Mit seiner im Herbst 2009 durchgeführten und vom Bundesgesundheitsministerium unterstützten Aktion „Let’s go – jeder Schritt hält fit“ hat der Deutsche Wanderverband das gesunde Wandern wieder ins Bewusstsein der Menschen gerufen und wird nun, wie auch alle seine 58 Mitgliedsvereine, im Frühjahr 2010 den Wander-Fitness-Pass einführen. Diesen hält der OWK für seine Mitglieder und auch für andere Interessierte bereit. Um das Wanderabzeichen zu erhalten, muss ein Erwachsner innerhalb eines Kalenderjahres 200 Kilometer bei geführten Wanderungen zurücklegen, bei Kindern wird nach Altersgruppen diffe-renziert. Im Pass wird dann die Teilnahme vom Wanderführer bestätigt. Ausgestellt wird der Pass durch einen Wanderverein – und zwar nur durch einen solchen.

 

Naturerlebnis Wandern auf zertifizierten Wegen Seit fünf Jahren gibt es im Odenwald einige Qualitäts-Wanderwege, d.h. sie sind mit dem Gütesiegel Wanderbares Deutschland ausgezeichnet. Ein Knüller bei den Tourismus-Unternehmen im Odenwald ist der in 2008 eingerichtete und 2009 auf 120 km verlängerte Nibelungensteig, der von Zwingenberg an der Bergstraße bis Freudenberg am Main führt. Auf seiner Gesamtlänge findet der Wanderer fast alpine Verhältnisse vor, denn es sind insgesamt 4.000 Höhenmeter zu überwinden – also eine wahre Herausforderung für den konditionsstarken Wanderer. Nicht weniger interessant für den Individualwanderer ist der „Alemannenweg“, der rote Flügel des Odenwald-Schmetterlings.

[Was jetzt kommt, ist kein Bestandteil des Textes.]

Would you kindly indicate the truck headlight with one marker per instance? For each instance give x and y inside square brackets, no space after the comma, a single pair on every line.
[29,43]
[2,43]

Er führt mit seinen 138 Kilometern in einem Rundkurs von Michelstadt durch den Vorderen Odenwald, seine Markierung ist ein rotes S auf weißem Spiegel und jetzt auch noch das grüne W für „Wanderbares Deutschland“. Beide Wege wurden vom Odenwaldklub eingerichtet und markiert; bereits im September 2008 wurden sie mit dem Gütesiegel „Wanderbares Deutschland“ ausgezeichnet.

 

Weitere Informationen: Bevor eine Zertifizierung angestrebt werden kann, ist die Ausbildung von Wegeexperten durch den Deutschen Wanderverband (DWV), in dem auch der Odenwaldklub als einer von insgesamt 58 Ge-bietswandervereinen organisiert ist, nötig. Zur Zeit gibt es in Deutschland 625 ausgebildete Wegeexperten, von denen 10 im Vereinsgebiet des Odenwaldklubs tätig sind; sie kontrollieren und bewerten das vorhandene Wanderwegenetz Was verbirgt sich hinter dem Bergriff „zertifizierter Wanderweg“?

 

Der DWV verleiht dieses Gütesiegel nur an Wanderwege, die seinen sehr hohen Qualitätsmerkmalen entsprechen, die da sind:

 

1. so naturbelassen/naturnah wie möglich, mindestens jedoch 35 % der Wegstrecke

 

2. Verbunddecke auf maximal 20% der Wegstrecke,

 

3. Wegverlauf nicht auf befahrenen Straßen, auch nicht daneben,

 

4. für schlecht begehbare Wege sind tabu,

 

5. Wegführung durch abwechslungsreiche Landschaft,

 

6. häufig wechselnde Landschaftsform (Berg und Tal, An- und Abstieg)

 

7. zahlreiche Aussichtspunkte sind erforderlich;

 

8. Erlebnispotenzial durch interessante Bauwerke, reizvolle Städte u.a. an der Wegstrecke

 

9. nutzerfreundliche Markierung sichtbar angebracht

 

10. Hinweise auf Einkehrmöglichkeiten

 

11. Haltepunkte des ÖPNV nicht zu weit vom Weg entfernt .

 

Die gesamte Wegstrecke ist in 4 km lange Teilstücke zu unterteilen, wovon jedes dieser Teilstücke von 23 festgeschriebenen Kriterien zwingend elf erreichen muss. Diesen Ansprüchen genügen die beiden OWK-Wanderwege „Nibelungensteig“ und „Alemannenweg“, sie dürfen nun zur normalen Markierung das grüne Qualitätssigel „Wanderbares Deutschland“ tragen: der Alemannenweg zusätzlich zum roten S auf weißem Grund und der Nibelungensteig zusätzlich zu seinem rostfarbenen N auf weißem Grund.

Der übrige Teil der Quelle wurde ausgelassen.